Some rioters, in fact, battled and beat cops. They should be locked up.
There were law enforcement personnel who perished—“none of whom died at the scene on Jan. 6,” according to FactCheck.org. Four committed suicide—three days, eight days, and two of them, six months later, respectively.
Tragic and horrible? Yes.
Did Trump supporters kill them? No.
CNN’s Anderson Cooper said: “Officer Brian Sicknick died after being hit in the head with a fire extinguisher during the fight.”
New Jan. 6 video, in fact, shows Sicknick alive, well, and on duty inside the Capitol, after rioters supposedly killed him, outside the building. He wore a helmet, which shielded him from fatal cranial trauma.
“Officer Brian Sicknick died of natural causes,” an April 19, 2021, Capitol Police statement declared. The Washington, D.C., coroner determined that two strokes killed Sicknick on Jan. 7, 2021.
A depressing and untimely demise? Yes.
Murder by Trump supporters? No.
- According to the Jan. 6 committee, “On January 5th, [Trevor] Hallgren took a tour of the Capitol with [Rep. Barry Loudermilk, R-Ga.] during which he took pictures of hallways and staircases.”
Lie: Loudermilk showed the carefully plotting putschists how to succeed.

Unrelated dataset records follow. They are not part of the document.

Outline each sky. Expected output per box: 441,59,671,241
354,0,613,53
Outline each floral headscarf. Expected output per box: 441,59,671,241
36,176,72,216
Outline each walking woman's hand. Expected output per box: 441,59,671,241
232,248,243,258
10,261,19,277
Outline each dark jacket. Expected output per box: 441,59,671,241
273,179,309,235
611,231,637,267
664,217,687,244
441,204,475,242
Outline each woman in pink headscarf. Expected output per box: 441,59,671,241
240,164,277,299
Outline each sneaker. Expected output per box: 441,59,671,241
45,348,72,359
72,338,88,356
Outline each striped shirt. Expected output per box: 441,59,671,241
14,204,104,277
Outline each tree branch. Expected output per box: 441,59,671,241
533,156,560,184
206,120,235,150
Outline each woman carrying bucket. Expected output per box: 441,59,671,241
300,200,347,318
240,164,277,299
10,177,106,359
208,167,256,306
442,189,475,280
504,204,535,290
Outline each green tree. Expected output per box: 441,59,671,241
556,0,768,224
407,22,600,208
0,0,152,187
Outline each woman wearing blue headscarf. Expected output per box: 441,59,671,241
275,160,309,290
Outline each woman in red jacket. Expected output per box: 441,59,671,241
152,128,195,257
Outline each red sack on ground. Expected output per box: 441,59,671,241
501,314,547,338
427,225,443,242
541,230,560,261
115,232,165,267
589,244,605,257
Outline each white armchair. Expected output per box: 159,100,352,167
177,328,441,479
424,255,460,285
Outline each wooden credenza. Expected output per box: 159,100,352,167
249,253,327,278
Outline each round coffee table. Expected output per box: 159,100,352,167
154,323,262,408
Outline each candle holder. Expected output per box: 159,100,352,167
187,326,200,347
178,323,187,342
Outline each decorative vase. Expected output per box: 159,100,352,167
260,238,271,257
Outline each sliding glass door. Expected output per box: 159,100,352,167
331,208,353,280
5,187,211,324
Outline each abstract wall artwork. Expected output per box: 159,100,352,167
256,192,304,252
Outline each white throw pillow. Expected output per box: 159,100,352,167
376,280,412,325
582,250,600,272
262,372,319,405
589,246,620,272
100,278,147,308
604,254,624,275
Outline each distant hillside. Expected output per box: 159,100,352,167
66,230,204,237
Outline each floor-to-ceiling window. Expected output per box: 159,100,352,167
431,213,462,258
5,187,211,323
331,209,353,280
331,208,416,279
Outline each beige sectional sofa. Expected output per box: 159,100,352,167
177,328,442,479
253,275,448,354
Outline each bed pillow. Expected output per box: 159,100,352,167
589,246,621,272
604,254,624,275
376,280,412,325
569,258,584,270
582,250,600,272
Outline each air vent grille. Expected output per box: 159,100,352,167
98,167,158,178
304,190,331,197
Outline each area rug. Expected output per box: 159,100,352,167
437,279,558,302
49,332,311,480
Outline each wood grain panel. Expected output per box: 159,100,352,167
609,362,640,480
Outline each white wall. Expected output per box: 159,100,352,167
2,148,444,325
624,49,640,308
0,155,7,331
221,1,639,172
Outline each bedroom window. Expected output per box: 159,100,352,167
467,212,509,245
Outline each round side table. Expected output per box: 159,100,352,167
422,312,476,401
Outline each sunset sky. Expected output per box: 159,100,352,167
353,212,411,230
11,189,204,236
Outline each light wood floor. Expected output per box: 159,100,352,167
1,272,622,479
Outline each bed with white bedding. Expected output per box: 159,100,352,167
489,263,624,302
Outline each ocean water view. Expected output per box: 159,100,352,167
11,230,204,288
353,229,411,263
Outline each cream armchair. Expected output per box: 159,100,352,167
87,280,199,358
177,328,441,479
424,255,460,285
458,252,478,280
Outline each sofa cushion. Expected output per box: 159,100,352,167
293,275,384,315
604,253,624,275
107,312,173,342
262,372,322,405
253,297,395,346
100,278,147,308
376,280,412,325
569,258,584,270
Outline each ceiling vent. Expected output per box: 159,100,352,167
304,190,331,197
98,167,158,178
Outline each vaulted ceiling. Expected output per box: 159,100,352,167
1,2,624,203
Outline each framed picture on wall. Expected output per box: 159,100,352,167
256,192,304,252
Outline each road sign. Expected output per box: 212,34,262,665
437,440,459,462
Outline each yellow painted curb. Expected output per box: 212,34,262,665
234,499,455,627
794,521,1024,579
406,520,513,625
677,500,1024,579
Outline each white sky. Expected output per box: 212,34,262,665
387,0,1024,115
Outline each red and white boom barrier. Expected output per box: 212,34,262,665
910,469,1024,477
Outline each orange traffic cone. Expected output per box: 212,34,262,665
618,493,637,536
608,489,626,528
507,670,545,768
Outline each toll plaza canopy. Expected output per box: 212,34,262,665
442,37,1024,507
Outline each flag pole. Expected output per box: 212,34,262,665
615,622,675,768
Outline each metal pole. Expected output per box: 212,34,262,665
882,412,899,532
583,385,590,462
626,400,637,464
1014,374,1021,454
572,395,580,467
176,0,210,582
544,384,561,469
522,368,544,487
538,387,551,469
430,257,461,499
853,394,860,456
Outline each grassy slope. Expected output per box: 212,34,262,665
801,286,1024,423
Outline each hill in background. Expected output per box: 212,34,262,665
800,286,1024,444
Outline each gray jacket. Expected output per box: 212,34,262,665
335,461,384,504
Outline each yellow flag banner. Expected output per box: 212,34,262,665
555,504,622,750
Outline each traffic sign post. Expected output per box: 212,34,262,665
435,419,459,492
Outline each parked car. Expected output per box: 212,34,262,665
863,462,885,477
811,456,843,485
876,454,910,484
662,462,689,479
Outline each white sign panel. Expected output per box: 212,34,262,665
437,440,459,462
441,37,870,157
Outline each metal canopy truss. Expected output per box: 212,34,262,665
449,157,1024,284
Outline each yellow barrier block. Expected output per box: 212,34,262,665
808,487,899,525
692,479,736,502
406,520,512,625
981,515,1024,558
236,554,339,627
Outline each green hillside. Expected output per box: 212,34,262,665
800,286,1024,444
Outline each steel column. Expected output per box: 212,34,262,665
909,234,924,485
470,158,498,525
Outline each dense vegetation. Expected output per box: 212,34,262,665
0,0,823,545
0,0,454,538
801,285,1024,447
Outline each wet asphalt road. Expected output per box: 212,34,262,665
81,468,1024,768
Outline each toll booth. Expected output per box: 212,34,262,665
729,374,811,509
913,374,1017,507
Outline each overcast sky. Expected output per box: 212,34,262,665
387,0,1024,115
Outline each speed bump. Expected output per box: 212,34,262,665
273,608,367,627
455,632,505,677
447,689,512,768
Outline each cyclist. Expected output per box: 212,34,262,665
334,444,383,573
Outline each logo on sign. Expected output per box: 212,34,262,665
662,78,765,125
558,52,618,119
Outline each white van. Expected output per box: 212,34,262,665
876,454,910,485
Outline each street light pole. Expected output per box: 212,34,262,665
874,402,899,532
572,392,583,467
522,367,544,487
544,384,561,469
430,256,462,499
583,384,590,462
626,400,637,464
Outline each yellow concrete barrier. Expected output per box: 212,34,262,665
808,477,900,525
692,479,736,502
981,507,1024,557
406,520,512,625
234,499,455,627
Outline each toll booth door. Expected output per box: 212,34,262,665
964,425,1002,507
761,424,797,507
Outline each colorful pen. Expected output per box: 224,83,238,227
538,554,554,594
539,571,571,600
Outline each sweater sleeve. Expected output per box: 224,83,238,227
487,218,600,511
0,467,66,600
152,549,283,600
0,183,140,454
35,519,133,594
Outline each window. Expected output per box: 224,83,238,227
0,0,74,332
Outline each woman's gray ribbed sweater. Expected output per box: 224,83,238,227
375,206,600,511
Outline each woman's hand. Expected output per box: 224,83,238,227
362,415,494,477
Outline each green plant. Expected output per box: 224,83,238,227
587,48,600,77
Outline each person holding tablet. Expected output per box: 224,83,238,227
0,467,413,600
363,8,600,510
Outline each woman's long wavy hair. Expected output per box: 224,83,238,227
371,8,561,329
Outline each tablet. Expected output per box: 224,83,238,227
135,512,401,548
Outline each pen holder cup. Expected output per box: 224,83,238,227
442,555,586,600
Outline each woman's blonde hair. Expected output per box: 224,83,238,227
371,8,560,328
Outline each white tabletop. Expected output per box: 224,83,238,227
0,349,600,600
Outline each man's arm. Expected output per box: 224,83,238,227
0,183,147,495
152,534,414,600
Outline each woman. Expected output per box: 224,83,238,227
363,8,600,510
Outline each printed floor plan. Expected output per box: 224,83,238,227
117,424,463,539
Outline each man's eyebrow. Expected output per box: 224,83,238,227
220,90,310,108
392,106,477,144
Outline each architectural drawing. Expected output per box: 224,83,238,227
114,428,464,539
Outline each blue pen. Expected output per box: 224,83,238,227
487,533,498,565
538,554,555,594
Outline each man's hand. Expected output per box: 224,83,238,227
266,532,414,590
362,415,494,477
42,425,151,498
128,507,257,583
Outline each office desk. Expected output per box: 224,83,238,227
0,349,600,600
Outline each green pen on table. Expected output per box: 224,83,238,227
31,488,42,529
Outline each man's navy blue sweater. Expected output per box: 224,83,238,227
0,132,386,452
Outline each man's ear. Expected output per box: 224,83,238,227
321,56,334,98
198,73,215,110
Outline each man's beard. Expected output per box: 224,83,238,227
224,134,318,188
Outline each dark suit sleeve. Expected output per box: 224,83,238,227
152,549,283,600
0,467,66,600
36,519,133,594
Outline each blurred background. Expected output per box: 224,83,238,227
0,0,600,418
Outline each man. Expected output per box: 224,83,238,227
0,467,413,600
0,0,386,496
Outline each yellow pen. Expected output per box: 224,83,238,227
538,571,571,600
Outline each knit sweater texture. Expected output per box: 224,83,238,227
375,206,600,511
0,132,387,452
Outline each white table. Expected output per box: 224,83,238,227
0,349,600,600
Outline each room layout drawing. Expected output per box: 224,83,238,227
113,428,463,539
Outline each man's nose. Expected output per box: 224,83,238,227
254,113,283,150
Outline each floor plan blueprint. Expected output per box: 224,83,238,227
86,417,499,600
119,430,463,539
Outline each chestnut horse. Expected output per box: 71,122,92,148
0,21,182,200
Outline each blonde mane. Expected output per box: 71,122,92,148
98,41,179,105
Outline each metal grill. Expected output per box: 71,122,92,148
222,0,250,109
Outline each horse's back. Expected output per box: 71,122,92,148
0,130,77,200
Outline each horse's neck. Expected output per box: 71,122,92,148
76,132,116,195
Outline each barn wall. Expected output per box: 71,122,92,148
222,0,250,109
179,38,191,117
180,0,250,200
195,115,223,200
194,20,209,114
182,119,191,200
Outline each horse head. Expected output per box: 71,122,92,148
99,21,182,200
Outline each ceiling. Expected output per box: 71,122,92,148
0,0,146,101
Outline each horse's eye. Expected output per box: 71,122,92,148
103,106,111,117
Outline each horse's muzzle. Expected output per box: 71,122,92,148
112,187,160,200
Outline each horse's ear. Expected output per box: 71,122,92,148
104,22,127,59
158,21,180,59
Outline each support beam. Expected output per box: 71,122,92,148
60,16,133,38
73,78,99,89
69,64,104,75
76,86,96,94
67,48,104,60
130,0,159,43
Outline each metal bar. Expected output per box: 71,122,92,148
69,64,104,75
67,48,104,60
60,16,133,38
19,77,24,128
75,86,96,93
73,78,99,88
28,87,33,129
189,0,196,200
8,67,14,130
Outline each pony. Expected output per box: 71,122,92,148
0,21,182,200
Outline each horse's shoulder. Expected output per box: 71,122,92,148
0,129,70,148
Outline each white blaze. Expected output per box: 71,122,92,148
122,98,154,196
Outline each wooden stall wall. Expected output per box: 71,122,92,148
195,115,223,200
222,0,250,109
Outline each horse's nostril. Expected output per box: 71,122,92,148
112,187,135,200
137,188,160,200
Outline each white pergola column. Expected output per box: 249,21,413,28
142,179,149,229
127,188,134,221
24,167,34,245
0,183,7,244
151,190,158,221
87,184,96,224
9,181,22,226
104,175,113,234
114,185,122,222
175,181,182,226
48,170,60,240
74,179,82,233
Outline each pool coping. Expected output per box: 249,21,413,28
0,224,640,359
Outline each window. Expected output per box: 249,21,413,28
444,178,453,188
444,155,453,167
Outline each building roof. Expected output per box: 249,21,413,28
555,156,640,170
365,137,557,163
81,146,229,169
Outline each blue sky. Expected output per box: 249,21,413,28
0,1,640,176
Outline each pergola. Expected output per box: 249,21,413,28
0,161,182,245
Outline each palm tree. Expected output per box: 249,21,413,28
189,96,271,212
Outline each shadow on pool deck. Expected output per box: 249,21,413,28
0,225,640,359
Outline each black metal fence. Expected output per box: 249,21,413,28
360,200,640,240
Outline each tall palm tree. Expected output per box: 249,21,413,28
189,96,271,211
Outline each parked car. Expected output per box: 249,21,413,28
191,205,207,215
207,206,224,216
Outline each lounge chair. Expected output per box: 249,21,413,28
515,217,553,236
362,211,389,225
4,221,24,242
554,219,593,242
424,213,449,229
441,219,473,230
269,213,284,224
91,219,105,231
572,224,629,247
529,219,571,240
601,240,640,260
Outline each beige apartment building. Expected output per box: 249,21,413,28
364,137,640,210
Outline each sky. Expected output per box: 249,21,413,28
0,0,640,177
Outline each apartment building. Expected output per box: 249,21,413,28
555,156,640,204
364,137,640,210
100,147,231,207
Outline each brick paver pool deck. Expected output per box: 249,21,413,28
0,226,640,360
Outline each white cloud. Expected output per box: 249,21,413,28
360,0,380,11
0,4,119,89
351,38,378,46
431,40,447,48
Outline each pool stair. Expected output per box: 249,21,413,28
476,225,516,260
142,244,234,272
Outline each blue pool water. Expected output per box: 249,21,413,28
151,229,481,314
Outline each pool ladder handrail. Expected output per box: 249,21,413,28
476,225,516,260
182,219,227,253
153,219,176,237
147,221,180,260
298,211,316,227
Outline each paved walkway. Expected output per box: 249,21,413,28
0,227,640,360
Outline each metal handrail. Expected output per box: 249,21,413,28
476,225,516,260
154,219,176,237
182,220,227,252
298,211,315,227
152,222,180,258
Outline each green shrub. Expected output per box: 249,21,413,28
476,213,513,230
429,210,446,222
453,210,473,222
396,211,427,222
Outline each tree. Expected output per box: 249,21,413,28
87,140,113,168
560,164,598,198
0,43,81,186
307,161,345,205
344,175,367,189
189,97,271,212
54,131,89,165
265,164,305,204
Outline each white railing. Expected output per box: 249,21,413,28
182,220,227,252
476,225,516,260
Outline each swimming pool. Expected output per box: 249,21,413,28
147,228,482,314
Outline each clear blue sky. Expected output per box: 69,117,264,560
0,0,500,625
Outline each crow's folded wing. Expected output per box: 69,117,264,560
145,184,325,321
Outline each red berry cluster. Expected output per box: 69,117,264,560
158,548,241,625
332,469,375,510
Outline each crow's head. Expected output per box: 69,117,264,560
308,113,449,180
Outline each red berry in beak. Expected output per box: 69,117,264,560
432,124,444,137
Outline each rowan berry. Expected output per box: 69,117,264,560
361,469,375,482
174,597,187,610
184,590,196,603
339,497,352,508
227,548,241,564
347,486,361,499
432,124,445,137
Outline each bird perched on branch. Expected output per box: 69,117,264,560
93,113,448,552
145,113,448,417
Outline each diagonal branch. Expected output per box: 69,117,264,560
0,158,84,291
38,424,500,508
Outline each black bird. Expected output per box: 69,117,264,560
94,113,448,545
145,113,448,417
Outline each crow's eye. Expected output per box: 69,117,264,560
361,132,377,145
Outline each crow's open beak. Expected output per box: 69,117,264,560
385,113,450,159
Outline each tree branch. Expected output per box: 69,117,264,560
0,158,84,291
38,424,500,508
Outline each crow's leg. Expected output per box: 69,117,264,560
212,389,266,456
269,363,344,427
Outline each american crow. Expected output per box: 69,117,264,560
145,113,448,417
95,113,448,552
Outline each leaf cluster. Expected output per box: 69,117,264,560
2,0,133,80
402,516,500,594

Truth: Loudermilk took some 15 constituents through the Rayburn House Office Building, across the street from the Capitol. None of Loudermilk’s guests was in the Capitol the next day.
- “Later that day, [Sen. Josh Hawley, R-Mo.] fled after those protesters he helped to rile up stormed the Capitol,” said then-Rep. Elaine Luria, D-Va., a member of the committee, which then presented a recording of Hawley running down a Senate hallway. The audience roared with derisive laughter.
New video shows that Hawley followed Capitol Police advice and was at least the 25th person to sprint past that security camera.
Of course, that unraveled the Democrats’ lies. So, they padlocked the truth until House Republicans set it free.